Крестьяне-сибиряки приняли советскую власть спокойно — они пока ничего не приобрели, однако ничего и не потеряли, хотя белые, откатываясь на Восток под натиском красных, старались принести как можно больше вреда: увозили с собой всё, что было возможно, а то, что невозможно — уничтожали.
К этому обстоятельству сибиряки тоже отнеслись спокойно: война — не мать родна, зато земля — матушка, она поможет пережить лихую годину. Ну, а если помощь государству нужна, то её можно и оказать: России от беляков досталось больше. Поэтому к продразвёрстке сибиряки отнеслись с пониманием: надо, значит, надо, не век, чай, это лихо.
Однако уже весной двадцатого года стали проявляться первые признаки недовольства: мало того, что хлеб требовалось сдать в нереальные сроки — апреле-мае, когда остается только семенное зерно, и невыполнение задания строго каралось вплоть до конфискации имущества, так волостное начальство замучило крестьян и другой повинностью — гужевой.
Март — горячая пора. В Сибири, как нигде, ценится не только погожий весенний день, но и час. Надо готовиться к полевым работам, а приходилось по спецнарядам выполнять гужевые и почтовые обязанности, причем, работа эта, как правило, не оплачивалась.
Ишимский уезд — самый богатый в губернии, потому и продразвёрстка тяжелее, и другие повинности чаще, и не случайно первые крестьянские волнения случились весной именно в Ишимском уезде.

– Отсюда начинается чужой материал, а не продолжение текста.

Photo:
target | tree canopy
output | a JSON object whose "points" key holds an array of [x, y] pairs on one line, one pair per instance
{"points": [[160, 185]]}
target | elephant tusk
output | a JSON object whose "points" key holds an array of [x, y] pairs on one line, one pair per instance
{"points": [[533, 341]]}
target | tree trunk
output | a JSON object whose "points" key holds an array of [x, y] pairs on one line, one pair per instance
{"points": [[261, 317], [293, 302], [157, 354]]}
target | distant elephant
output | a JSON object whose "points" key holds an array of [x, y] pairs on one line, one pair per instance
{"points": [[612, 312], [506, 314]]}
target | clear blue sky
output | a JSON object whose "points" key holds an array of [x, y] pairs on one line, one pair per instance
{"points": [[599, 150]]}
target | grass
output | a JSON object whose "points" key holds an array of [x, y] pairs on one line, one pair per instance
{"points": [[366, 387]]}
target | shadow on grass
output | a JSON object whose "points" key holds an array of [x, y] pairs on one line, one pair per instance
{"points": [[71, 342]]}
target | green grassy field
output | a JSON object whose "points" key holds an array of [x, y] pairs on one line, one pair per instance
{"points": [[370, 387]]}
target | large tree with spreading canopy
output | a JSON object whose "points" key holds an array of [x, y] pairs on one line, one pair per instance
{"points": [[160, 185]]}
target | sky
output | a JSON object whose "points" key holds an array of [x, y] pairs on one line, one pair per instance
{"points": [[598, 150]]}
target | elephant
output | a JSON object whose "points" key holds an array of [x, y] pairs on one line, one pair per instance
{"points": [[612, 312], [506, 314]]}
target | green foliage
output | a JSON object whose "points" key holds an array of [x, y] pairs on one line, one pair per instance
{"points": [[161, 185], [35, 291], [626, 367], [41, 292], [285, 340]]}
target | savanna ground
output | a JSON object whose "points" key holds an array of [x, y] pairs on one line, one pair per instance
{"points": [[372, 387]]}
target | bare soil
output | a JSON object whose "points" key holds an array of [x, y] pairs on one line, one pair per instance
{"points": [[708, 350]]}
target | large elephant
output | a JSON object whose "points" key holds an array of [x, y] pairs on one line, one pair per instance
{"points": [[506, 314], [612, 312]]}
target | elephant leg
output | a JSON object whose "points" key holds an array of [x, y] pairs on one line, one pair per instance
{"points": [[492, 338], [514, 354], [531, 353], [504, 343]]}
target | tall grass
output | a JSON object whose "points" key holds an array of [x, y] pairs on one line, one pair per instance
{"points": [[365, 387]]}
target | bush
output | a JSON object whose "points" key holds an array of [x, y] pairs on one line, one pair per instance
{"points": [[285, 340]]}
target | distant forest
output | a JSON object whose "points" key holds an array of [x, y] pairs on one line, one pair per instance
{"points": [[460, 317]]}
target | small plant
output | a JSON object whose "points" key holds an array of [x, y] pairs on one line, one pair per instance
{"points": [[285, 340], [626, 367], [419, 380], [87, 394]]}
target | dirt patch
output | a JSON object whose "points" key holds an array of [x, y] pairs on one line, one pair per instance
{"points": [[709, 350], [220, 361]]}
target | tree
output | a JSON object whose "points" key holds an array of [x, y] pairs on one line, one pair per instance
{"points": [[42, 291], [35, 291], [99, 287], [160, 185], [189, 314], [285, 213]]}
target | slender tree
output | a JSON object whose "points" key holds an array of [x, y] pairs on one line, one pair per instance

Прислушаться бы губернским представителям к тому, о чём говорят крестьяне, да призадуматься… Однако, выбравшись из грязи да попавши в князи, князем всё-таки не станешь. А тут — мандат в кармане, дающий широкие полномочия, на поясе наган, пресекающий одним своим видом все возражения, как не вскружиться голове, как не почувствовать себя властелином чужой жизни? Да ещё и плебейская тёмная зависть к более удачливому, богатому вдруг выплеснется из души: «Ты унижал меня? Так я теперь унижу тебя вдвое. Я для тебя сейчас Бог и царь!»
— Сейчас лето, ешьте траву, ройте корни и питайтесь! — заявил в Озернинской волости уполномоченный Тюменского губпродкома. Заявил беднейшим крестьянам, которые, получив землю, надеялись благополучно отсеяться, вырастить урожай. А уж с того урожая можно и государству выделить пай, и самим из нужды выбраться.